人気物件であるという刷り込みができれば、仮に抽選で外れてしまったとしても「自分の買おうとしている物件は間違いない!」と、次期分譲で申し込んでくれる可能性が上がります。
では、3番目の「客をうまく振り分ける」とは何でしょうか?
ここから先は、わかりやすく具体例でご紹介します。
客を振り分けるとは?
あなた(Aさん)は新築分譲マンションの「最上階5,000万円」と「1階3,000万円」の2つの部屋が気に入りました。
販売会社の営業マンは、あなた(Aさん)の「年収・自己資金・ローン返済比率」を計算したところ、「どちらの住戸も問題なく買えます」と言っています。
しかし、あなた(Aさん)自身としては支払いのことが不安なので、できれば「1階3,000万円」の住戸を購入したいと考えています。
ところが、別の方(Bさん)も「1階3,000万円」の住戸を検討していると営業マンから言われます。
そしてBさんの「年収・自己資金・ローン返済比率」を計算したところ、Bさんは「1階3,000万円」の住戸しか買えません。
さて、次の展開です。
あなたは営業マンからこう言われます。
カラクリ抽選会への序章
営業マンの振り分けチャレンジその1
● 営業マン
1階3,000万円のお部屋には、他にも検討されている方(Bさん)がいます。
その方は資金計画上、1階3,000万円の住戸しか買えませんので、抽選覚悟で突っ込んできます。

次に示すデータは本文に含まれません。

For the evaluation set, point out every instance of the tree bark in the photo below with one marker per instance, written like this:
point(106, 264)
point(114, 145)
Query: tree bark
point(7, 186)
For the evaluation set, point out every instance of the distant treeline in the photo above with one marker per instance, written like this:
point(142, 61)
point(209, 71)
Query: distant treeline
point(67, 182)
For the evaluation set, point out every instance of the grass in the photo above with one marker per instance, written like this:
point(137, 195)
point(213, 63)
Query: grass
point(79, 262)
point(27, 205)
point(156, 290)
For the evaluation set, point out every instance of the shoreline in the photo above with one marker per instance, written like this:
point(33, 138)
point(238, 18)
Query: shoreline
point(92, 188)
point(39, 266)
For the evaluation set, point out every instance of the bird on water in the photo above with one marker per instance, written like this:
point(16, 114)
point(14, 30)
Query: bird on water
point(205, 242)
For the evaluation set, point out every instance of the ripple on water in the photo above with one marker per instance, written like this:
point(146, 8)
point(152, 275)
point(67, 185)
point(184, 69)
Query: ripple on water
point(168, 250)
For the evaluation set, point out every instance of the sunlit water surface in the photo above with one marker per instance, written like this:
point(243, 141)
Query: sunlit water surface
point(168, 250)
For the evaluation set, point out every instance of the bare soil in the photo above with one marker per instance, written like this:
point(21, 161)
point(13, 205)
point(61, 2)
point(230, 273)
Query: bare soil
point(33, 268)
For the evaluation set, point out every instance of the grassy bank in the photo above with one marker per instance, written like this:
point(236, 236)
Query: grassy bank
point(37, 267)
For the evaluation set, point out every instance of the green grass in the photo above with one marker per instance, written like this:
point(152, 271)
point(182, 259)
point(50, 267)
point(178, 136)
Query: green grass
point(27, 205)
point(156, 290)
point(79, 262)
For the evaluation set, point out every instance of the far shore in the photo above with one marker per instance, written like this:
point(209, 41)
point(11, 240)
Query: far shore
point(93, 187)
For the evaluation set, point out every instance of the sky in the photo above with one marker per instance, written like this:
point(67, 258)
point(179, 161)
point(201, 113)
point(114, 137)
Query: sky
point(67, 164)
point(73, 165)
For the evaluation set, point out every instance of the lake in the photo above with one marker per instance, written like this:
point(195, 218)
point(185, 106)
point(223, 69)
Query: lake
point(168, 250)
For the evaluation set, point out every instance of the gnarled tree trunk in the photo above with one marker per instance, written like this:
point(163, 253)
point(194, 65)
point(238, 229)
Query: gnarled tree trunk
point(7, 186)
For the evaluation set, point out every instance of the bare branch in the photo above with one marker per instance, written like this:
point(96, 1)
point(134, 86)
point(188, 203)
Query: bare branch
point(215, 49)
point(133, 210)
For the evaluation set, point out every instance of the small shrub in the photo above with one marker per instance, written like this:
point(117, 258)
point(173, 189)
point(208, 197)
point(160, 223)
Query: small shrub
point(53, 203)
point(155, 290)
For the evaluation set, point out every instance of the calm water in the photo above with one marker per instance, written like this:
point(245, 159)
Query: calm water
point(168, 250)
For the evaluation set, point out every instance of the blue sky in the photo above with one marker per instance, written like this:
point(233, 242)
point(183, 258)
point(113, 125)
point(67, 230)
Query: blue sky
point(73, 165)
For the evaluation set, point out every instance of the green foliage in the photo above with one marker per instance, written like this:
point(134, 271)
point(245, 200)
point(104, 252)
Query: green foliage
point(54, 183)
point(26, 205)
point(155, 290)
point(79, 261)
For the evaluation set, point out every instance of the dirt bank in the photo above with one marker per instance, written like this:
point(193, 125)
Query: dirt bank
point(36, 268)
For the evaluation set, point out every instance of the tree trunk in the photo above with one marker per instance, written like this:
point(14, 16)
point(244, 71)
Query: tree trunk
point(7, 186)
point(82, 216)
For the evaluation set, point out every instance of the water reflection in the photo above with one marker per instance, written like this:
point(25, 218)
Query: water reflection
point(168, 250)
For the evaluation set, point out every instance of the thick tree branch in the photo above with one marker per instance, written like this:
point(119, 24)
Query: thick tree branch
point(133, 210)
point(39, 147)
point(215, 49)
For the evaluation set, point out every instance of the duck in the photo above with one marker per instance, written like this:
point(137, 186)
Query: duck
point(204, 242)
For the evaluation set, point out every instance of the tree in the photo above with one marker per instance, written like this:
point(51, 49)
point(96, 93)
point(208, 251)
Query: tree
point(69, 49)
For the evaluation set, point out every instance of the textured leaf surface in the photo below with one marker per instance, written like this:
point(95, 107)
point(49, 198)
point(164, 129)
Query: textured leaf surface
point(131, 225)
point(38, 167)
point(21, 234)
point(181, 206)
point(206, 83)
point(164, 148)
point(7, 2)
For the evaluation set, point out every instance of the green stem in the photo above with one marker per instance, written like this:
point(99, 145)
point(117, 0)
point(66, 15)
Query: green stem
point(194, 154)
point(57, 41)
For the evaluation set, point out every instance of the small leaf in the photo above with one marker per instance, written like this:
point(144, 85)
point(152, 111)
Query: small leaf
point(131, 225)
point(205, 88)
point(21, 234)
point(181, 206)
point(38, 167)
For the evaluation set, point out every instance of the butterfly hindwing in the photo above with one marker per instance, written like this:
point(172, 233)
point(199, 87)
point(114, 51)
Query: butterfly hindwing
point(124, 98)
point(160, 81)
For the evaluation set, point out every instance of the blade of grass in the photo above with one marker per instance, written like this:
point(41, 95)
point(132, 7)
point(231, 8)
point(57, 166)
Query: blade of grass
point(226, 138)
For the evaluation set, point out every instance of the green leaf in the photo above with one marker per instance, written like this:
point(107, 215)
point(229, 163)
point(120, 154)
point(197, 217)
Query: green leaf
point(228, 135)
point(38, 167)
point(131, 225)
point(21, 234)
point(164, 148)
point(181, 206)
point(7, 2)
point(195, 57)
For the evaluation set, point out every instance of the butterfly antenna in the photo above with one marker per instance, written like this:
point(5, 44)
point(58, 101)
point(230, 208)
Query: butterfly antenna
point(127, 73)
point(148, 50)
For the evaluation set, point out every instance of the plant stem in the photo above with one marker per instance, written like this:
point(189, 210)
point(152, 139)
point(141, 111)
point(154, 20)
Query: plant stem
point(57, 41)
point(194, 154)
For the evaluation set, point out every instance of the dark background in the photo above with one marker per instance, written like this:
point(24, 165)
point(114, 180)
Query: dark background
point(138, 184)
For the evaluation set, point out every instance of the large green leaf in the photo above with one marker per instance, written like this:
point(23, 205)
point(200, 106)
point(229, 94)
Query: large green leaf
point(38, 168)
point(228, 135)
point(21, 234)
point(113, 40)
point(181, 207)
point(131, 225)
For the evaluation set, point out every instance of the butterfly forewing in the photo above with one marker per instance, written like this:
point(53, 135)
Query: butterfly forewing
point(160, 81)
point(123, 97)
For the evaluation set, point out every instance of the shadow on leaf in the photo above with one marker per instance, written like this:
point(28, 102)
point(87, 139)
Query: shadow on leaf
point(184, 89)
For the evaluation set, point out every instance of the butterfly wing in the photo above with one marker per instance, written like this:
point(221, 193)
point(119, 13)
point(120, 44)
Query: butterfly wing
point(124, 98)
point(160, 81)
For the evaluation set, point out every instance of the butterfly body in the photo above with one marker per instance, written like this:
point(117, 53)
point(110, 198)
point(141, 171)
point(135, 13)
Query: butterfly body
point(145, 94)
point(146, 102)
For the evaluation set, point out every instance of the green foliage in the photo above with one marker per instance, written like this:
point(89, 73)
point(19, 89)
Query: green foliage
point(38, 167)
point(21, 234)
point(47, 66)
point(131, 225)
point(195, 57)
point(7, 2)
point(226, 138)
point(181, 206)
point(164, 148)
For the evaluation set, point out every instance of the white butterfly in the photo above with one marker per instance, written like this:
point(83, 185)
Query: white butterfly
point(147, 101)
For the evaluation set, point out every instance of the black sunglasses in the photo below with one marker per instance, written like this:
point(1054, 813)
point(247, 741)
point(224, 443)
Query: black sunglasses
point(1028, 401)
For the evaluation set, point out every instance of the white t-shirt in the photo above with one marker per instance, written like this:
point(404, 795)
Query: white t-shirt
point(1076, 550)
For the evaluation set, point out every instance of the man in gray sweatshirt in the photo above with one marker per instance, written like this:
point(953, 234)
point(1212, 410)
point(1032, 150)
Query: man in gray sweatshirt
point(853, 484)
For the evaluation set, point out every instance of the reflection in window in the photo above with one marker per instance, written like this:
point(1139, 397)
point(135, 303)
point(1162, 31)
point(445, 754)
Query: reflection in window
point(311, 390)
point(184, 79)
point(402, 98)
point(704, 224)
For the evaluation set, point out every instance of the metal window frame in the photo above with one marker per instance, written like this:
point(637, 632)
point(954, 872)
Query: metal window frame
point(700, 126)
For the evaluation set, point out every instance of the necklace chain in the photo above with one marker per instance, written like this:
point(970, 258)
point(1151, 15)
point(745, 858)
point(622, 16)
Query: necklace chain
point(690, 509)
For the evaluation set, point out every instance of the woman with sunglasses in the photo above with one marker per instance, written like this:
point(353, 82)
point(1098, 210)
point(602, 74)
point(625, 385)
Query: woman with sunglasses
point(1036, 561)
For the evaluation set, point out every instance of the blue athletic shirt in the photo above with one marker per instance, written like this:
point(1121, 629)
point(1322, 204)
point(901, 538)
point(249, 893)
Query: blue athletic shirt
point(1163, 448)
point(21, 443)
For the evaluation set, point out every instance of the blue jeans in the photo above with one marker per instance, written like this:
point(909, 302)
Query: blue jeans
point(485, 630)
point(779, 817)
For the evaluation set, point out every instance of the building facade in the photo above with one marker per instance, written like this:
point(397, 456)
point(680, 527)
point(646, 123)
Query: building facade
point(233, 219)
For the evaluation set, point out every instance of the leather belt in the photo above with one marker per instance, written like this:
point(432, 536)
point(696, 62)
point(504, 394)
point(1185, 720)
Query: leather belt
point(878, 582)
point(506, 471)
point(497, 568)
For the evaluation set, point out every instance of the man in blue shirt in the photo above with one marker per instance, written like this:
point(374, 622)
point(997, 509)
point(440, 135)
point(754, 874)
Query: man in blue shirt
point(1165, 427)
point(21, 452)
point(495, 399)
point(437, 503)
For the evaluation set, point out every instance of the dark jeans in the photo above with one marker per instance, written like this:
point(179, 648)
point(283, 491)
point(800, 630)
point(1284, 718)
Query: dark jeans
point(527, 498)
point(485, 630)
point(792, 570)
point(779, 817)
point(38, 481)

Aさん、抽選というリスクを避けるのであれば最上階5,000万円の住戸を検討しませんか?
ここであなた(Aさん)が「はい、最上階の5,000万円の住戸にします」と言えば、それでこの話はお仕舞いです。
見事、営業マンは振り分けをすることができました。
しかし、あなた(Aさん)がやはり「1階3,000万円の物件が第一希望です!」という気持ちが変わらないのであれば、その気持ちを営業マンに伝えることになるでしょう。
さて、ここでの返しが、ひとつのターニングポイントです。
ケース1:「1階3,000万円の住戸しか買いません!」⇒○
○ あなた(Aさん)
今は、1階3,000万円の住戸の購入しか考えていません。
● 営業マン
(なるほど、結構意志が固そうだぞ…)
ケース2:「1階3,000万円で外れたら、最上階5,000万円を検討します!」⇒×
○ あなた(Aさん)
とりあえず今回は抽選覚悟で1階3,000万円を申し込んで、抽選で外れたら、最上階5,000万円の部屋に申し込みます。
● 営業マン
(ふむ…、なるほど、1階3,000万円の抽選で外れても、最悪の場合、最上階5,000万円の部屋を買ってもらえるかも。)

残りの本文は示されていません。